The demurrer was upon the ground that there was a misjoinder of causes of action in this, that a cause of action in unlawful detainer set forth in the first count was joined with a cause of action in debt for rent due and unpaid, set forth in the second and third counts of the complaint.
We do not regard the complaint as setting out more than one cause of action, to wit, an action in unlawful detainer.
When the three days' notice was served there was but one month's rent due, to wit, the rent for the month beginning February 15, 1909. Upon the expiration of the three days without payment of the rent due and demanded, or the surrender of possession of the premises, the further detention thereof became unlawful, and for such an unlawful detention the plaintiff would be entitled to a judgment for the restitution of the premises and the rent due and unpaid at the time of the trial. ( Mason v. Wolff, 40 Cal. 246; Keyes v. Moy Jin Mun, 136 Cal. 129, [ 68 P. 476]; Nolan v. Hentig, 138 Cal. 281, [ 71 P. 440].)
The additional matters set forth in the so-called second and third counts were simply statements of damages flowing from the unlawful detention pleaded in the so-called first count, and could as well have been set forth in the first count. The entire complaint pleaded but one cause of action, to wit, an action in unlawful detainer after default in payment of rent, and a three days' notice to pay the rent then due or to surrender possession of the premises.
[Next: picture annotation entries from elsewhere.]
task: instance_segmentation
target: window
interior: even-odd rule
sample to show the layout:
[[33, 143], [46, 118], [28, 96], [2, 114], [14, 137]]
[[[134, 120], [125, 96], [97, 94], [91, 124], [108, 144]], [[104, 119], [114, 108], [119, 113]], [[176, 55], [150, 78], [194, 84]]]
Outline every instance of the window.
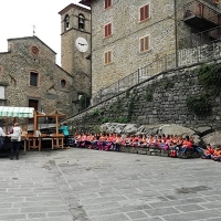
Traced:
[[31, 52], [32, 52], [32, 54], [38, 55], [38, 54], [39, 54], [39, 49], [38, 49], [38, 46], [32, 46], [32, 48], [31, 48]]
[[139, 52], [146, 52], [149, 50], [149, 36], [144, 36], [139, 40]]
[[65, 80], [61, 80], [61, 86], [65, 87], [66, 86], [66, 81]]
[[110, 64], [112, 63], [112, 51], [105, 52], [104, 54], [104, 64]]
[[69, 30], [69, 28], [70, 28], [70, 17], [69, 14], [66, 14], [64, 18], [64, 29]]
[[39, 74], [35, 72], [30, 73], [30, 85], [31, 86], [38, 86], [39, 84]]
[[84, 15], [80, 14], [78, 15], [78, 29], [80, 30], [84, 30], [84, 21], [85, 21]]
[[112, 23], [108, 23], [105, 25], [105, 33], [104, 33], [105, 38], [110, 36], [112, 35]]
[[0, 99], [6, 99], [6, 86], [0, 85]]
[[112, 6], [112, 0], [105, 0], [104, 8], [107, 9]]
[[149, 4], [146, 4], [139, 9], [139, 21], [145, 21], [149, 18]]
In such an action the plaintiff is entitled to recover not only the rent due and demanded at the time of giving the notice, but all rent subsequently accruing and unpaid up to the time of the trial. (See cases cited above.) It was probably necessary, and certainly proper, for the plaintiff to plead the nonpayment of the rent accruing subsequently to the service of the notice and before the commencement of the action, though rent accruing after the filing of the complaint may be recovered without being pleaded (cases cited supra).
The fact that the pleader set forth the nonpayment of the rentals accruing after the service of the notice in separate counts did not constitute such matters independent causes of action. The matters thus pleaded were simply damages resulting from the unlawful detention.
The judgment and order are affirmed.
Lennon, P. J., and Kerrigan, J., concurred.